Nº 70078935228 (Nº CNJ: XXXXX-23.2018.8.21.7000)

2018/Cível

AGRAVO DE INSTRUMENTO. DIREITO PRIVADO NÃO ESPECIFICADO. AÇÃO CAUTELAR DE SUSTAÇÃO DO PROTESTO. LIMINAR INDEFERIDA. SUSPENSÃO DOS EFEITOS DO PROTESTO. nota promissória. IMPOSSIBILIDADE. ANÁLISE DA LEI 9.492/97. AUSÊNCIA DOS REQUISITOS DO ARTIGO 300 DO cÓDIGO DE PROCESSO CIVIL. DECISÃO AGRAVADA MANTIDA.

Para a concessão da tutela de urgência devem estar presentes os requisitos insculpidos no art. 300 do Novo Código de Processo Civil, quais sejam, a probabilidade do direito alegado e o perigo de dano ou o risco ao resultado útil do processo. No caso, diante do fato de que o cancelamento provisório do protesto ou a suspensão de seus efeitos é medida vedada, nos termos dos artigos 30 e 34 da Lei n. 9.492/97, só podendo ser deferida caso presentes os requisitos do artigo 300 do CPC , com depósito do valor equivalente ao título protestado ou à prestação de caução idônea, o que não ocorreu, de se manter a decisão agravada que indeferiu o pedido liminar.

AGRAVO DE INSTRUMENTO DESPROVIDO, COM BASE NO ARTIGO 932, IV e VIII, DO CPC E ARTIGO 206 XXXVI, DO REGIMENTO INTERNO DESTA CORTE.

AGRAVO DE INSTRUMENTO DESPROVIDO.

Agravo de Instrumento

Décima Sétima Câmara Cível

Nº 70078935228 (Nº CNJ: XXXXX-23.2018.8.21.7000)

Comarca de Porto Alegre

CARLOS ALBERTO DA SILVA

AGRAVANTE

MIRNO CLAUDINO FUCHS

AGRAVADO

DECISÃO MONOCRÁTICA

Vistos.

I. Trata-se de agravo de instrumento interposto por CARLOS ALBERTO DA SILVA, inconformado com a decisão proferida na ação cautelar de sustação de protesto ajuizada contra MIRNO CLAUDINO FUCHS, que indeferiu pedido liminar de sustação dos efeitos do protesto n. 1162-366-0 no valor de R$ 5.601,33. Em suas razões, alega a necessidade de reforma da decisão agravada, sustentando má-fé e abuso de direito do demandado sob alegação de que se a Nota Promissória fosse realmente legítima, poderia ter promovido a imediata execução do título sem protestá-lo.

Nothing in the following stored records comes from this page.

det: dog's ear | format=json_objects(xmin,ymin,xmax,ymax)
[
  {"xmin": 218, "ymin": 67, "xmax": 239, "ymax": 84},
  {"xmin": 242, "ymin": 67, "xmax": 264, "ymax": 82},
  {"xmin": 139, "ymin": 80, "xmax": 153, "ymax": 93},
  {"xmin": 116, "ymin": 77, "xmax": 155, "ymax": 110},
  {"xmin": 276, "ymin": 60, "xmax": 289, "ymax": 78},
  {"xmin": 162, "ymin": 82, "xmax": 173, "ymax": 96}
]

Defende que presente o perigo da demora porque a não sustação dos efeitos do protesto, poderá acarretar a perda do seu emprego. Pugna pela concessão de efeito suspensivo e, ao final, pelo provimento do recurso a fim de que seja deferida a sustação dos efeitos do protesto pretendido.

Determinada a complementação do recurso, sobreveio petição do agravante na página 66, colacionando os documentos das páginas 68-108.

É o relatório.

II. Por atendimento aos requisitos intrínsecos e extrínsecos de admissibilidade, conheço do recurso.

Nos termos do artigo 932, VIII, do CPC/2015, incumbe ao relator “exercer outras atribuições estabelecidas no regimento interno do tribunal”.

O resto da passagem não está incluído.